While the majority your time may be spent pushing through large portions of text conversations, Danganronpa 2 isn’t a visual novel by the more conventional means; there’s a few different ways you’ll go about interacting with the game world. It doesn’t change all that much for the first part, but while a side-scrolling screen is controlled to move to each of the island’s locations, it’s actually a 3rd person point n’ click style adventure that you’ll find yourself manning for the most part.
Once the story kicks up the gear you’ll strolling around on your own accord and distributing your time away from in-depth murder investigations by shooting the breeze with classmates through casual chat and presents – you know, before they inevitably bite the dust.
While it certainly isn’t a case of “if” but “when” one of the island’s inhabitants reaches their end, you’re pushed straight into more point n’ click work to discover all of the “Bullet Truths” retaining to just what happened to the poor blighter who’s ready to but thrown into the ground. Alibis, murder weapons and sneaky clues eventually make up all that you need to piece the murder together and argue the facts against the rest of the class in round table trial of thought-provoking mini-games. While you’re brain may have deduced the perfect explanation, I can guarantee Danganronpa‘s cleverness will spin your idea into something with a little more bang.

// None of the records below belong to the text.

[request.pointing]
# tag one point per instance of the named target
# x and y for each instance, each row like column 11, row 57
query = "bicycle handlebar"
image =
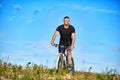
column 56, row 45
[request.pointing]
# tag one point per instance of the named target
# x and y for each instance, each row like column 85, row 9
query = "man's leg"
column 69, row 55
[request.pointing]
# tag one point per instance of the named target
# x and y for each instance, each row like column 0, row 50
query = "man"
column 67, row 37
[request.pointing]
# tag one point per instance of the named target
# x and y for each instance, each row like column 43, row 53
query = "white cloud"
column 10, row 18
column 88, row 8
column 18, row 7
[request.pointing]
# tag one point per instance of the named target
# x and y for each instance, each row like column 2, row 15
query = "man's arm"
column 54, row 37
column 73, row 40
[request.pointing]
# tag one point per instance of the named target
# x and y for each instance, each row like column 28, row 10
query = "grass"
column 32, row 71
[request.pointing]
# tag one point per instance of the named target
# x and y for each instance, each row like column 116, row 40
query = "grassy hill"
column 40, row 72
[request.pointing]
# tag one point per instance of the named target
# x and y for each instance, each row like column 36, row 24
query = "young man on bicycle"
column 67, row 38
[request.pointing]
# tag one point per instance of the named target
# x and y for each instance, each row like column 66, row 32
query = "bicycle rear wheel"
column 61, row 63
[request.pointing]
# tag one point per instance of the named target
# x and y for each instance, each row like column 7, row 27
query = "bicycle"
column 62, row 62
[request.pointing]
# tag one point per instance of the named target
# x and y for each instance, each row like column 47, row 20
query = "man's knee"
column 68, row 52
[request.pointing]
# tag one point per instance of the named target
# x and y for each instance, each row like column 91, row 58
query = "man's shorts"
column 62, row 49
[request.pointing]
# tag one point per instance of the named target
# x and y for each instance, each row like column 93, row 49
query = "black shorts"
column 62, row 48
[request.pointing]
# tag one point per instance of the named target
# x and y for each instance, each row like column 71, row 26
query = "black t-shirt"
column 65, row 34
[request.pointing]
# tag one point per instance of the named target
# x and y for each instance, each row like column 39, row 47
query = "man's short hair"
column 66, row 17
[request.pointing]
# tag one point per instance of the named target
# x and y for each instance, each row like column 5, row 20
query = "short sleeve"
column 73, row 30
column 58, row 28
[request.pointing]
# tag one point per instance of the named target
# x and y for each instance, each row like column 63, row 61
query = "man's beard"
column 66, row 24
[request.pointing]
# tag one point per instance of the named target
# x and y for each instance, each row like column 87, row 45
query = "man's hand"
column 52, row 43
column 71, row 47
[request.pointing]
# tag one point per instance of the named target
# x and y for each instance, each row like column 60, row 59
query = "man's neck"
column 66, row 26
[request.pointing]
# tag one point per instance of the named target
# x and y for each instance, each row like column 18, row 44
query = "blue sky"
column 26, row 28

It’s true; the game can drag a little between murder cases – but you can control that slightly by opting to end the “Free Time” segments prematurely and neglecting the cast. Shooting “Truth Bullets” for and against contradictions and agreements isn’t particularly well explained despite the fairly lengthy introduction to each portion of the trail process.
Sure, maybe I was just having a hard time grasping the concept, but it certainly took me more than few attempts to find when are where the game would let me produce the evidence I’d brewed together for my defence. It was more of a task to understand just why a single highlighted line was the correct point to act rather than the one before that seemed completely acceptable for the same call-out. It’s somewhat of a struggle to progress, but it’s certainly worth the effort in the end.

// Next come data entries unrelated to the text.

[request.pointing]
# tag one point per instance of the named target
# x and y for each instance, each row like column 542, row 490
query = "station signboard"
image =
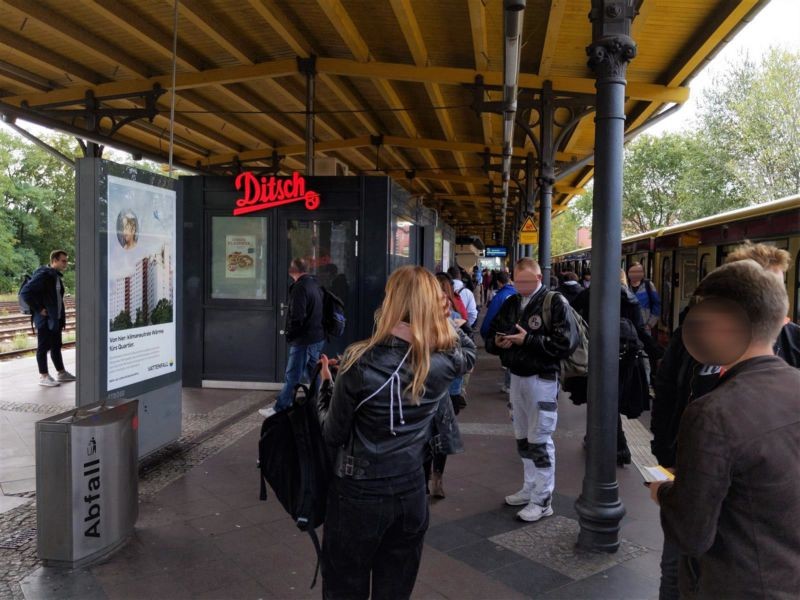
column 528, row 234
column 496, row 252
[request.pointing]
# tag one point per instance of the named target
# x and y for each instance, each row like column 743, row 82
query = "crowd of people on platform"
column 725, row 416
column 725, row 413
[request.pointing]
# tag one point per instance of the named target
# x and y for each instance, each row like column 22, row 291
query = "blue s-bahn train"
column 676, row 258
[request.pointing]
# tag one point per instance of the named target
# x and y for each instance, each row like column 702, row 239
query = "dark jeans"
column 670, row 559
column 299, row 366
column 436, row 462
column 374, row 530
column 48, row 340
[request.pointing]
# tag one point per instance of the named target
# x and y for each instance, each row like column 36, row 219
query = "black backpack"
column 333, row 319
column 294, row 460
column 634, row 390
column 23, row 306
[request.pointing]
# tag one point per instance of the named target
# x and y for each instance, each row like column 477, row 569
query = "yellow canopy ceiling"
column 403, row 69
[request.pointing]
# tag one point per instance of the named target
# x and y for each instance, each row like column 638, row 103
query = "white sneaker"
column 48, row 381
column 521, row 498
column 534, row 512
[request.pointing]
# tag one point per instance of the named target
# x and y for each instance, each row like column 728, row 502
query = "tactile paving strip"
column 551, row 542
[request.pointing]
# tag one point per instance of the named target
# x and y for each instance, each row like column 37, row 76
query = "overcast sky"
column 778, row 24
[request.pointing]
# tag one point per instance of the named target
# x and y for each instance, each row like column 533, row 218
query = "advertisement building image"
column 141, row 290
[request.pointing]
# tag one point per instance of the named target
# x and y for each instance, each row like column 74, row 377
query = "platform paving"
column 203, row 533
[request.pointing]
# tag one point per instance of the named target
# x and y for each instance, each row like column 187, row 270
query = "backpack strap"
column 547, row 310
column 312, row 533
column 649, row 288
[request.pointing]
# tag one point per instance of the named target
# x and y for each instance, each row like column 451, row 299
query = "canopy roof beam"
column 380, row 72
column 349, row 33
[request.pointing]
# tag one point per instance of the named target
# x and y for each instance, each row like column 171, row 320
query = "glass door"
column 329, row 245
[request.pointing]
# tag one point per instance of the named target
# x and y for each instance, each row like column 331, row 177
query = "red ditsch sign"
column 269, row 192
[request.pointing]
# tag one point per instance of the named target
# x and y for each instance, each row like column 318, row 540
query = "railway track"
column 10, row 334
column 12, row 306
column 20, row 319
column 17, row 353
column 15, row 324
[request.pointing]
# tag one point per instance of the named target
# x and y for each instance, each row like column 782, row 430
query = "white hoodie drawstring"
column 395, row 394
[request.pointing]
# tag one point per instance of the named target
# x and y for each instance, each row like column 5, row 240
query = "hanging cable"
column 174, row 73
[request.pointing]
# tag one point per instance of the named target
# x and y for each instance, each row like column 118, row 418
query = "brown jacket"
column 735, row 502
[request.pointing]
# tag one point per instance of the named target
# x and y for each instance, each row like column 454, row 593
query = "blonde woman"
column 379, row 418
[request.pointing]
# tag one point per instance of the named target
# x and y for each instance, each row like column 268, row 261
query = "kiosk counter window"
column 403, row 246
column 238, row 258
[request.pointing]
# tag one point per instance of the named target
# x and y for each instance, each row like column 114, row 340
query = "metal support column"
column 308, row 66
column 599, row 507
column 529, row 201
column 547, row 177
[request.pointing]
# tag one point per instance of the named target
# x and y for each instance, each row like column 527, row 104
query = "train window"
column 666, row 291
column 705, row 263
column 797, row 289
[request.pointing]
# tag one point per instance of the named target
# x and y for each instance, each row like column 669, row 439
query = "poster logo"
column 269, row 192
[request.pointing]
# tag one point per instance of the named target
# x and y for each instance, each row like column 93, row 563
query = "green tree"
column 37, row 198
column 567, row 223
column 751, row 118
column 162, row 313
column 121, row 321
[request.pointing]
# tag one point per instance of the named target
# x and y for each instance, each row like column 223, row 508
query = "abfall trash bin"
column 87, row 483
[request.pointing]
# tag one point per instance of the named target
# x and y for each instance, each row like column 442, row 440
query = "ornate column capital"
column 612, row 47
column 609, row 56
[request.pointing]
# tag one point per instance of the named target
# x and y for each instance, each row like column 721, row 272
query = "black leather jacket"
column 304, row 317
column 542, row 351
column 382, row 437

The constant shift in proof-producing mini-games found throughout the lengthy “Class Trial” segments can be finicky and difficult to immerse yourself with, but they’re certainly 100% more enjoyable that a realistic court hearing, and around 50% more involving than a standard struggle for Phoenix Wright. Rough numbers, of course, but that’s my best measurement.
Danganronpa 2 isn’t a ‘must have’ for any English player who’s just dying to play more localised visual novels – but it’s certainly one for those who enjoy a good a brain teaser. Fans of Hotel Dusk, Broken Sword or the creator’s earlier work – Virtue’s Last Reward – will find nothing but goodness in Monokuma’s second sickening death game; But you may need to be prepared to wrap your head around more than just the details of the murders themselves.